Was this just a joke answer? I’m not seeing how magnetic monopoles are helping here. If you want to compress Hydrogen nuclei you’re approaching, you’d want a magnetic field in front of you that circled your flight path. If you had a magnetic monopole on your ship, the magnetic field would just make the Hydrogen corkscrew around your flight path.

Yes, of course it was a joke.

If you really wanted to do this, you probably wouldn’t want to use magnetic fields at all, instead using electric fields, which could be contrived to deflect the protons into your fusion reactor.

Actually, in the ideal case, it’s independent of density, since both drag and thrust are directly proportional to the density. Last time I ran the numbers, for idealized H to He fusion (no energy wasted in neutrinos, etc.), the speed limit is just about exactly 0.12 c.

Even if we didn’t need such fine control over such a large area, we’d need some means of making the field wide enough to have an effective collection radius in the hundreds (if not thousands) of kilometers.

In theory, how big could such a magnetic/electric/field-y scoop be? Could you really build a field-scoop the diameter of Mars?

What are you using as the function for drag? At speeds of more than a few percent of c in a region of higher HII density the interstellar medium no longer behaves like thin (ideal) gas, and you actually have to treat it as a slightly viscous fluid due to magnetohydrodynamical effects; in other words, the mass of ionized hydrogen that you end up pushing “ahead” (relative to the static medium) creates a Lorentz force reaction which is analogous to the viscosity due to intermolecular electrostatic repulsion in fluid continua. This means that your drag function is no longer straight kinematic viscosity, and is instead nonlinear.

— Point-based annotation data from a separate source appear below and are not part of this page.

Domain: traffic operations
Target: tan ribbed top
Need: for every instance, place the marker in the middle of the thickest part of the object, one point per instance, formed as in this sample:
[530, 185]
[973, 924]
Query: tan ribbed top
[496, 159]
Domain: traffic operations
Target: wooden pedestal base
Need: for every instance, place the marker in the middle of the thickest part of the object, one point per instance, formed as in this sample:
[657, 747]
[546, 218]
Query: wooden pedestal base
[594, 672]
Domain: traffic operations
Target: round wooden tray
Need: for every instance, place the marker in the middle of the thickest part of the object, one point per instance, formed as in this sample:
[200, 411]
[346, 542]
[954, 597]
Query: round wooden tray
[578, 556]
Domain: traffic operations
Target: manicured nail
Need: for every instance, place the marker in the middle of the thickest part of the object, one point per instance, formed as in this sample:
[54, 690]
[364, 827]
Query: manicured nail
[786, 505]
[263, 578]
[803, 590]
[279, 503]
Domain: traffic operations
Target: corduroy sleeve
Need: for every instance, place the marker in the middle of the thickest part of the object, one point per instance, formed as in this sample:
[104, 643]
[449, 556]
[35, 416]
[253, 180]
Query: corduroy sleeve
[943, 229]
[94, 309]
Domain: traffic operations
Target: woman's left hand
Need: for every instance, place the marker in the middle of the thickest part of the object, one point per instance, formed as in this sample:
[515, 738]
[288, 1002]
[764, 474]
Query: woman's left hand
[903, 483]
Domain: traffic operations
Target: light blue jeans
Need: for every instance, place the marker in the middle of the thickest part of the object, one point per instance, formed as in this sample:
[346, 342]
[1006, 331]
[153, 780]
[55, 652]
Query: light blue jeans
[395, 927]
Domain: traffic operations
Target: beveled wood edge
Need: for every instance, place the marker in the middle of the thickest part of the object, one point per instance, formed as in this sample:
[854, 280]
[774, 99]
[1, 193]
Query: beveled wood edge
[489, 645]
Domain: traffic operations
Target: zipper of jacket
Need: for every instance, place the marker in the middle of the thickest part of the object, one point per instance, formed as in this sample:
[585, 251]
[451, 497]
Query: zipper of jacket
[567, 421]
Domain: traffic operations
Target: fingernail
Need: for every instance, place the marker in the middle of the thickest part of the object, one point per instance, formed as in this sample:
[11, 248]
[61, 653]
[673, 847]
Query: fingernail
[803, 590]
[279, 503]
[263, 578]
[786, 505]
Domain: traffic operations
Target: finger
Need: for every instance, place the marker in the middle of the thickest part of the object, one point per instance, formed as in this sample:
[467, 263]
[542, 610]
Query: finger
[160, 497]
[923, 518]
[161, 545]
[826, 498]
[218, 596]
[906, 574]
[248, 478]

Of course, as you point out, H-H fusion (which, given that you are using the predominately neutral hydrogen interstellar medium for fuel) isn’t very inefficient (by the Lawon or triple point criterion), and it is unlikely that you would be able to build a chamber long enough to permit the entire p-p fusion chain to complete. If you can achieve D-H fusion you can get about 7 MeV per reaction, substantially less than you could theoretically obtain from D-T fusion, although it is essentially aneutronic and therefore all immediately available for use as a charged propellant.

But basically, the Bussard-type ramscoop has a number of theoretical difficulties on top of the limitations of extant and foreseeable technology which make it unlikely to ever be suitable for interstellar propulsion. It thus remains in the same bag of science fiction conventions as “warp drive”, “interstellar wormholes”, and “hyperspace”; something that is conceptually possible but we have no idea how or even if it can be actualized. My money is still on the Infinite Improbability Drive, despite some of the disturbing side effects.

Stranger

No matter what kind of magnetic generator you have on the ship, with distance the field will just be a dipole. I don’t know enough about EM to tell you the effect of a dipole zooming through a cloud of charged particles but I’m pretty sure it will not suck them into the center. To get a real “scoop” you would need some kind of framework of conductors extending out from the ship. Again, I couldn’t begin to tell you how it would be designed to generate a scoop field, but I’m pretty sure it would have to extend out as far as the cross section you want to scoop (if not beyond). If you have the materials to build an antenna with the diameter of Mars - that’s extremely lightweight and won’t collapse in operation - then, yes, your field could be that big.

I did not know that. I was, in fact, assuming an ideal noninteracting gas.

On this point, I would disagree. A ramscoop is an engineering problem, albeit a rather large one: We do know it would be possible to build a ramscoop, just very difficult. A wormhole or warp drive, however, is a problem of fundamental physics: We have no reason to suspect that they’re possible at all, and in fact reason to suspect that they’re not.